After about two weeks of feeding, the larva is ready to mature, but this does not necessarily mean leaving the host. In parasitengonines, the first nymphal instar (the protonymph) after the larval stage is dormant as the mite metamorphoses into something closer to its adult form, the first of the two 'pupal' stages that the mite will go through in its life (the second comes between the active deutonymphal instar and maturity, but involves less of a radical change in morphology). Hydrachna passes this 'pupal' stage while still attached to the host, only detaching when it becomes an active deutonymph. As well as saving the larva the inconvenience (and danger) of dropping off the host while in an engorged state, this helps ensure that the deutonymph emerges in a suitable habitat. Hydrachna prefers still waters, such as ponds and lakes. Some species of Hydrachna prefer to breed in temporary seasonal pools, and may remain attached to the host for several months while their home pools are dry. Somehow they can tell the difference between the temporary pools and the more permanent waters in which the hosts spend the rest of their time.


Redmond, B. L., & C. A. Lanciani. 1982. Attachment and engorgement of a water mite, Hydrachna virella (Acari: Parasitengona), parasitic on Buenoa scimitra (Hemiptera: Notonectidae).

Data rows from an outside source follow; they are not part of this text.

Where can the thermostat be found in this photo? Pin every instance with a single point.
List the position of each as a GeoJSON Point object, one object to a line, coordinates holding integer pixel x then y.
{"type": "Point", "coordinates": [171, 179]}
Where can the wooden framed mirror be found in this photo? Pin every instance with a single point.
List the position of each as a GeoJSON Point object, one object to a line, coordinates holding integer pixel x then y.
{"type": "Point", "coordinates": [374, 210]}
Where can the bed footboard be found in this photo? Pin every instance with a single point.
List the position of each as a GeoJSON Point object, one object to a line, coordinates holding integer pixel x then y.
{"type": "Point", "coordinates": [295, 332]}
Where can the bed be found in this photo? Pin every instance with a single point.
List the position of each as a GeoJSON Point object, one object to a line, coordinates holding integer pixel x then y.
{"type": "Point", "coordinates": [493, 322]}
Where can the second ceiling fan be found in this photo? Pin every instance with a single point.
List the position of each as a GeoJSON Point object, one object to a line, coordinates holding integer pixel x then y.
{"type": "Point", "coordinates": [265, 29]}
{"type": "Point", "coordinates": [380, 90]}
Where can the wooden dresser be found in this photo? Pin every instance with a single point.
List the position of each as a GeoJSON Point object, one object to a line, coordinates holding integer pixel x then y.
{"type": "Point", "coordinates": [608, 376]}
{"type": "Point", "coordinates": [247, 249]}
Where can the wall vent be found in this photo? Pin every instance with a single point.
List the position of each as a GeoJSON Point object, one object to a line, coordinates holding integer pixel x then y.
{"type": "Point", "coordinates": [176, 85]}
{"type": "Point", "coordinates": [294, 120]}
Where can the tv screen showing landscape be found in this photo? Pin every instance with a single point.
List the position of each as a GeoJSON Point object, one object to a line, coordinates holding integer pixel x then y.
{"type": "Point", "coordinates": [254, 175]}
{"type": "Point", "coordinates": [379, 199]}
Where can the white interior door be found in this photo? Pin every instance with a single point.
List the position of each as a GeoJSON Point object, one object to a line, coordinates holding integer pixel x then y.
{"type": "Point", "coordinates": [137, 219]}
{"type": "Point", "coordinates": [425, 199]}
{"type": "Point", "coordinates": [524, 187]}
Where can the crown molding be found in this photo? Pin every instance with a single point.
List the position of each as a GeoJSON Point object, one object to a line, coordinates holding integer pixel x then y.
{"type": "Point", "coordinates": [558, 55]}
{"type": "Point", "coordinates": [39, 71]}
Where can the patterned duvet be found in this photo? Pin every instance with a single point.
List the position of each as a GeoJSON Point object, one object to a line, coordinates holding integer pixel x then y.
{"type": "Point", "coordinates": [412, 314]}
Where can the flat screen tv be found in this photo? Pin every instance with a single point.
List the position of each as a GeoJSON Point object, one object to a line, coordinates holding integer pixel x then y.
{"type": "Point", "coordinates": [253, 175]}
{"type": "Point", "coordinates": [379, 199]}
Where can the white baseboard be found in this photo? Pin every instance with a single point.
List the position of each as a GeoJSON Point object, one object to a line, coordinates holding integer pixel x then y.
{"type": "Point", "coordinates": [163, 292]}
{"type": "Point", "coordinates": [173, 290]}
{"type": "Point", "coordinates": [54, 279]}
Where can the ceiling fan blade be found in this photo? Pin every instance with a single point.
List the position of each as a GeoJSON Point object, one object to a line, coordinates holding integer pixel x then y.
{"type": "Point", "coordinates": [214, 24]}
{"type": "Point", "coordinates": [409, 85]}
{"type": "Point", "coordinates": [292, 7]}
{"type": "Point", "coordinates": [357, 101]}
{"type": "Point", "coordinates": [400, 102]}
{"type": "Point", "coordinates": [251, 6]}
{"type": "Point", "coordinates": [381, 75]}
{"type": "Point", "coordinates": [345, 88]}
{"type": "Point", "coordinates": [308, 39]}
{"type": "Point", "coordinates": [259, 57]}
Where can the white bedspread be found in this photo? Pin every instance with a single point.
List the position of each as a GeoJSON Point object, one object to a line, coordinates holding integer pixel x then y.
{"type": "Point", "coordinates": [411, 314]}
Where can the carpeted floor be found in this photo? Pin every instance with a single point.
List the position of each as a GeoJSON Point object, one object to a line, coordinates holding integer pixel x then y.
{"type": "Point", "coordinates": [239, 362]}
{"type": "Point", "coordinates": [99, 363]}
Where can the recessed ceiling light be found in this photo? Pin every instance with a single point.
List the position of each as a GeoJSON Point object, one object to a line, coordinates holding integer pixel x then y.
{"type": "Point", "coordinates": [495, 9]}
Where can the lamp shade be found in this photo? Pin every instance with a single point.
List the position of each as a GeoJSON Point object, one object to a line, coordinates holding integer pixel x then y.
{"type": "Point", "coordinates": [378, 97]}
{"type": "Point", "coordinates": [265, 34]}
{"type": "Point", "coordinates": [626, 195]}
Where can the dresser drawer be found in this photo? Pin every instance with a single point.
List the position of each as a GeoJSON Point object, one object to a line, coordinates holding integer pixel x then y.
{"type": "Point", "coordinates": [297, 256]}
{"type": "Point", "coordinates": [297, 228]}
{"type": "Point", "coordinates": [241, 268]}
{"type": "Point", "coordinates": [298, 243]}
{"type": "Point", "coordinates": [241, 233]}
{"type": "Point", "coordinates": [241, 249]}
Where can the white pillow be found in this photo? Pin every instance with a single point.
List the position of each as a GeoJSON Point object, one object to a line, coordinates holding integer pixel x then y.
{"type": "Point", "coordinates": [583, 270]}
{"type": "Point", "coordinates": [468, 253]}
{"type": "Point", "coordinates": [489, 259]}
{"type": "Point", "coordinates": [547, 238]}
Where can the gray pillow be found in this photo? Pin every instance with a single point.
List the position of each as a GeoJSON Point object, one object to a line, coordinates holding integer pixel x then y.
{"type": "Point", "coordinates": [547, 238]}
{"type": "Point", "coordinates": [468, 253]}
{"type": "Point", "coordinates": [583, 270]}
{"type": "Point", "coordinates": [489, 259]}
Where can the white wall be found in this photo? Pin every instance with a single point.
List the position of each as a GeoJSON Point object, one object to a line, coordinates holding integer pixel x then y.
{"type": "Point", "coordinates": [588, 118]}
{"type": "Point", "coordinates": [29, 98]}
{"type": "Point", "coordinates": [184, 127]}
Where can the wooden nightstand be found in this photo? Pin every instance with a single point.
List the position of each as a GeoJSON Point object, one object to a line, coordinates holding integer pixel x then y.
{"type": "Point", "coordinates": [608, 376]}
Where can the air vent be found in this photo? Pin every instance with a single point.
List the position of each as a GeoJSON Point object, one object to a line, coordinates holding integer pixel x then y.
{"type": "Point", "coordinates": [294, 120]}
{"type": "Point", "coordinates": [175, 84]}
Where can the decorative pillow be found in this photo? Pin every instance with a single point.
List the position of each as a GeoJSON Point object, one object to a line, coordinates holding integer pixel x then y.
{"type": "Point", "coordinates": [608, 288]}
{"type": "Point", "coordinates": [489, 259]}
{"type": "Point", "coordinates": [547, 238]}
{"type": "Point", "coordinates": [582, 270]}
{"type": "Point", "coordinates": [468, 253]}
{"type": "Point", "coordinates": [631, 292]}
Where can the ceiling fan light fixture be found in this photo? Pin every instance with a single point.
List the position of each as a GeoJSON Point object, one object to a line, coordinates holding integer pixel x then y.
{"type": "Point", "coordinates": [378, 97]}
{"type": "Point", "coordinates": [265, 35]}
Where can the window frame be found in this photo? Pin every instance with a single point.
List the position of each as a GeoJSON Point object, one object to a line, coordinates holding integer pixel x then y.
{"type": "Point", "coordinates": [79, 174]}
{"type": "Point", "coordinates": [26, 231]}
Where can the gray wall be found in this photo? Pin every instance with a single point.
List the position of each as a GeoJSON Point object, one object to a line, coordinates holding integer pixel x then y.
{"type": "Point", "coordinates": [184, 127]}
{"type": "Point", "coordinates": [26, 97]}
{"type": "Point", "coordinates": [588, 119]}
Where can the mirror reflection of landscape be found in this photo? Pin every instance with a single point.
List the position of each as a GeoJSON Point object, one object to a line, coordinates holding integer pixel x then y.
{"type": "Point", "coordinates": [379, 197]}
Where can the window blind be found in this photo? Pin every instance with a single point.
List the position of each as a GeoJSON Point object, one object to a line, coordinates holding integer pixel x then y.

Transactions of the American Microscopical Society 101 (4): 388-394.

Smith, I. M., D. R. Cook & B. P. Smith. 2010. Water mites (Hydrachnidiae) and other arachnids. In: Thorp, J. T., & A. P. Covich (eds) Ecology and Classification of North American Freshwater Invertebrates, pp. 485-586. Academic Press.

Walter, D. E., E. E. Lindquist, I. M. Smith, D. R. Cook & G. W. Krantz. 2009. Order Trombidiformes. In: Krantz, G. W., & D. E. Walter (eds) A Manual of Acarology, 3rd ed., pp. 233-420. Texas Tech University Press.